Nature of roots of quadratic equations
Quadratic equations are degree two equations. When these are solved we get the solution in the form of two values of the variable in them. Solutions have many names, such as, roots, zeroes and value of the variable. The key is there are two values of the variable and they can be real and imaginary. In grade ten to grade twelve math students need to know both kind of solutions (roots). In this presentation I am focusing on real roots only.
There are three possibilities about the roots of the degree two equations. As the degree of these equations is two, they have two values of the variable contained in them, but that is not the case all the times.
Some times there are two roots which are distinct and unique, some of the times an equation has both the same roots and in other cases there is no solution to the equation.
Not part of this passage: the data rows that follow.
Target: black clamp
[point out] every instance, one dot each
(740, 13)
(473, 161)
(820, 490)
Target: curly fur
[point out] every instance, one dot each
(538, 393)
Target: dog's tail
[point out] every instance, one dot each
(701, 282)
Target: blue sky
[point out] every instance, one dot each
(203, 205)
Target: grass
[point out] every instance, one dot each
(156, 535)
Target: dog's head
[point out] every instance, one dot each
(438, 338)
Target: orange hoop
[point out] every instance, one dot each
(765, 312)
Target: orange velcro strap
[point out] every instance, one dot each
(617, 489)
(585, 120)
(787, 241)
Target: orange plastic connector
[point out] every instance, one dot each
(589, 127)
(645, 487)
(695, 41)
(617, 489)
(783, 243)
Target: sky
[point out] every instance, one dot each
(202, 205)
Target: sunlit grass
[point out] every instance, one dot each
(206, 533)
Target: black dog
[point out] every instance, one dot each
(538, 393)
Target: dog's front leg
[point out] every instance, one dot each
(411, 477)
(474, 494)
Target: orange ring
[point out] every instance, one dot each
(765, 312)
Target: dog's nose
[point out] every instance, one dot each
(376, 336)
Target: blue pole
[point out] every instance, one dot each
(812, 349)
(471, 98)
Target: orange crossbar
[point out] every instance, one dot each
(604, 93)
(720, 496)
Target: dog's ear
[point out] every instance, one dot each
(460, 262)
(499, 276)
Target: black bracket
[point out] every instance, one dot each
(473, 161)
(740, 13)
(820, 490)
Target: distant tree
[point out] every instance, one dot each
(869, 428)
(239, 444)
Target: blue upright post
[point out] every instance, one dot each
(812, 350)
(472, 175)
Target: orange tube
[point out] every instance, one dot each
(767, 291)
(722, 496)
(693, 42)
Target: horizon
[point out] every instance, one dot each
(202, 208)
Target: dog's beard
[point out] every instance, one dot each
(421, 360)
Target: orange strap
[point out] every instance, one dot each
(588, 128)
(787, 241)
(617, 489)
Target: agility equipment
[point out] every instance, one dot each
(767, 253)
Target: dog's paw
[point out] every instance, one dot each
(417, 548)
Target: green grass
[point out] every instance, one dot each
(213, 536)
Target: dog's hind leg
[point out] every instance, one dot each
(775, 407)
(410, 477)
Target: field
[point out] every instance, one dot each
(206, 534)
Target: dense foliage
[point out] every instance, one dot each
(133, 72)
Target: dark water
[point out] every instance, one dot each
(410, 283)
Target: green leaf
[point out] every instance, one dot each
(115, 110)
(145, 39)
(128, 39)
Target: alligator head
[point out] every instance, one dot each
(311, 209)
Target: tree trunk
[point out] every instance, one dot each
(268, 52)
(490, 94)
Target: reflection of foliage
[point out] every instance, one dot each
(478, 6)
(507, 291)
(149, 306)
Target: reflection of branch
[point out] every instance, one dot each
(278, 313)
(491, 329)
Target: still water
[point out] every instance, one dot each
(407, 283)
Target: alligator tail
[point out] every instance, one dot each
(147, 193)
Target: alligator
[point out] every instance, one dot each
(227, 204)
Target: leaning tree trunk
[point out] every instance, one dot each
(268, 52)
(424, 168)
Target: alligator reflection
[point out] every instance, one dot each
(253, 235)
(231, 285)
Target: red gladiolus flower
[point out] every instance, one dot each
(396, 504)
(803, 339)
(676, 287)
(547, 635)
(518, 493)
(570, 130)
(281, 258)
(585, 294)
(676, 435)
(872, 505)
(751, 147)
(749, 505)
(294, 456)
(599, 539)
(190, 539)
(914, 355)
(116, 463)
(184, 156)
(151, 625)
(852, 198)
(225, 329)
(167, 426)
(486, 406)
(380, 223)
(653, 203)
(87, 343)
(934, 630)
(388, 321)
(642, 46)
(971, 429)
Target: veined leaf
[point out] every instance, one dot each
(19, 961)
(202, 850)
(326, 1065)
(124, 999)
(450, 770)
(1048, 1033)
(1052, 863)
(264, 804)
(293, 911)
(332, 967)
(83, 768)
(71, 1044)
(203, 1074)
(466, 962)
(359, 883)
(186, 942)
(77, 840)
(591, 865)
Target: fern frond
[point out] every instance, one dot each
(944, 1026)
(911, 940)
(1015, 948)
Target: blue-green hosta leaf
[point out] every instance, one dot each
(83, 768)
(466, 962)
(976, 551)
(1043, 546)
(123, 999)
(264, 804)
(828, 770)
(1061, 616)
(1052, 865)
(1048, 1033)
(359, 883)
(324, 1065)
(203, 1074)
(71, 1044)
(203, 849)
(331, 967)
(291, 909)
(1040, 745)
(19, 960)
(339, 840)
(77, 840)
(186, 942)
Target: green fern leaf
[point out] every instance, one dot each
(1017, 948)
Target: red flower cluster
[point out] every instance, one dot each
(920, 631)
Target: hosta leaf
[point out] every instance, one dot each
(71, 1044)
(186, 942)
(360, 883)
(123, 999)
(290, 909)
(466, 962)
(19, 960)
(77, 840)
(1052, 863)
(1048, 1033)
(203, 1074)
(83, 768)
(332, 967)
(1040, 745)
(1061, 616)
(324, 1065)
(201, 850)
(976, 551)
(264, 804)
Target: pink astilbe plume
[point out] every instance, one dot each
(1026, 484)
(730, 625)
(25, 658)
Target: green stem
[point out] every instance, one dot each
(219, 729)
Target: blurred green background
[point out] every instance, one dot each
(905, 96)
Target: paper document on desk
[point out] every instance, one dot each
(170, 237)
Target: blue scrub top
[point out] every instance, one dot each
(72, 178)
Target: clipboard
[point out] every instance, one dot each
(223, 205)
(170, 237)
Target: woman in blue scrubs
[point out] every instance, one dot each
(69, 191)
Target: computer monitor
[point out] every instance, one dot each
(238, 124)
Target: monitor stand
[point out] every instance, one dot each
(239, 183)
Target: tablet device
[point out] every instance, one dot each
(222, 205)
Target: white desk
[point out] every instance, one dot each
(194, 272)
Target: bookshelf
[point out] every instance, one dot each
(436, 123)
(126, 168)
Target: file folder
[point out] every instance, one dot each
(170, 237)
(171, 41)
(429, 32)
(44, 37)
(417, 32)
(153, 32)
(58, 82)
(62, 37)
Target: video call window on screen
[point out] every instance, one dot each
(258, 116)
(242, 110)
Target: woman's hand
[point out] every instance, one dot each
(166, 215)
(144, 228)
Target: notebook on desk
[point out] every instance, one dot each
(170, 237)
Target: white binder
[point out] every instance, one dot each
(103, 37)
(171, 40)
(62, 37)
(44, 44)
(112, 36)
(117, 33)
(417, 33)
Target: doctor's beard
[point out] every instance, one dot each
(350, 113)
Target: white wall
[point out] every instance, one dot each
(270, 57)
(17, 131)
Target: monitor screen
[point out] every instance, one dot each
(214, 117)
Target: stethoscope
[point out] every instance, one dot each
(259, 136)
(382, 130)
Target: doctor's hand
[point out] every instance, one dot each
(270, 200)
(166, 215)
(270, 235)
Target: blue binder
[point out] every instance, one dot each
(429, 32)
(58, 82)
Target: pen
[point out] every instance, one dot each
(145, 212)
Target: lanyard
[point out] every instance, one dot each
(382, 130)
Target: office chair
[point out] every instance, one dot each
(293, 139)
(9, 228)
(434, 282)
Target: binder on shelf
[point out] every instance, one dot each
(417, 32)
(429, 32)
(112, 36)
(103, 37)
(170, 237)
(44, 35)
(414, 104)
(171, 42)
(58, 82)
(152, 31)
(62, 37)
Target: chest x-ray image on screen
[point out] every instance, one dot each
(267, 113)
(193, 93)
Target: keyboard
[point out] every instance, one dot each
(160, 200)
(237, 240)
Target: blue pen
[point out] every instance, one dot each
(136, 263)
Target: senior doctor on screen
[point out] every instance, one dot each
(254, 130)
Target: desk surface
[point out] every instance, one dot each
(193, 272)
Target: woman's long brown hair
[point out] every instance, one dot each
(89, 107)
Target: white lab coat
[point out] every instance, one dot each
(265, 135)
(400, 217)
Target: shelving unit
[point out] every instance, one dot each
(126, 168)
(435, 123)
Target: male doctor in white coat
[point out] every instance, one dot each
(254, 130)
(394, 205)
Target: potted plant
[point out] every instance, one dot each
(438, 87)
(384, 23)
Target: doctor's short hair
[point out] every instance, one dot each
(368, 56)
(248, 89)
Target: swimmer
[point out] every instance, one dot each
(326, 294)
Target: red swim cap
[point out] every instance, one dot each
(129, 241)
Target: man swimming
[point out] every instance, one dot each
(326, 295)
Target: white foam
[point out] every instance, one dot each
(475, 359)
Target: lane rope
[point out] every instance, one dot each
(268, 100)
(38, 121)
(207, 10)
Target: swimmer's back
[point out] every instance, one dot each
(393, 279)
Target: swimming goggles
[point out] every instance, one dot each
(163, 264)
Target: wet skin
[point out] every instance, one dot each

No solution to equation means there is no such a way to solve the equation to get real value (real roots) of the equation and there could be imaginary roots to these kinds of equations.
There is a method to tell the nature of roots of quadratic equations without solving the equation. This method involves finding the value of discriminant (D as symbol) for the quadratic equation.
The formula to find disciminant (D) is given below:
D = b² - 4ac
Where "D" stands for disciminant, "b" is the coefficient of the linear term, "a" is the coefficient of the quadratic term (term with square of the variable) and "c" is the constant term.
Disciminant is calculated using the above formula and the result is analyzed as given below:
1. When D > 0
In this case there are two distinct real roots of the equation.
2. When D = 0
In this case there are two equal roots for the equation.
3. When D < 0
In this case there are no real roots for the equation.
For example; consider we want to know the nature of roots of the quadratic equation, "3x² - 5x + 3 = 0"
In this quadratic equation; a = 3, b = - 5 and c = 3. Use these values in the formula to find the discriminant for the given equation as shown below:
D = b² - 4ac
= (- 5)² - 4 (3) (3)
= 25 - 36
= - 11 < 0
Hence, D < 0 and the given equation have no real roots.
Finally, it can be said that the discriminant is the key to predict the nature of the quadratic equations. Once the value of discriminant is calculated using its formula nature of the roots of a quadratic equation can be predicted.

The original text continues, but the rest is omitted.